Congestion window may grow too slowly #458

WesleyRosenblum · 2021-01-22T03:30:48Z

If the application sends a burst of packets up to the congestion window size, when those packets are acked only the first one or two may result in an increased window as the window during the processing of the later acks will be considered "under utilized". This is because the acks may be processed in a burst before the application is able to send again. The result would be the congestion window increasing only by the MTU despite a full congestion window's worth of data being acknowledged.
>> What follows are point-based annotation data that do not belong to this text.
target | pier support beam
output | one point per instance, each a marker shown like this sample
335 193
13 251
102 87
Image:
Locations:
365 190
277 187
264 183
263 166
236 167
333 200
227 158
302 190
The purpose of checking if the congestion window is under utilized before increasing the window is to ensure that we don't increase the window if the current window size has not been "tested" or "validated" by actually sending and acknowledging that many bytes. If we don't have this check, then the application may suddenly send a large amount of data, much larger than had been successfully sent before, and congestion may result. On the other hand, if this check is too strict (as it is now), we will not allow the window to grow fast enough.

See quinn-rs/quinn#975 ("Extra slow slow start")

QUIC WG References

Discuss Application-Limited Sending #1637:

Naively, if this function is called for two different packets in a row, without a corresponding send operation being performed between them, then only the first OnPacketAckedCC ever actually increases congestion_window because the previous call just decremented bytes_in_flight and incremented congestion_window guaranteeing that IsAppLimited() will always return false for future packets.

In a slightly more intelligent interpretation of this, where you actually preform this logic for all the bytes acknowledged in a whole ACK frame in a single call, you can still have the same problem if you end up processing two ACK frames back to back before you end up doing a send.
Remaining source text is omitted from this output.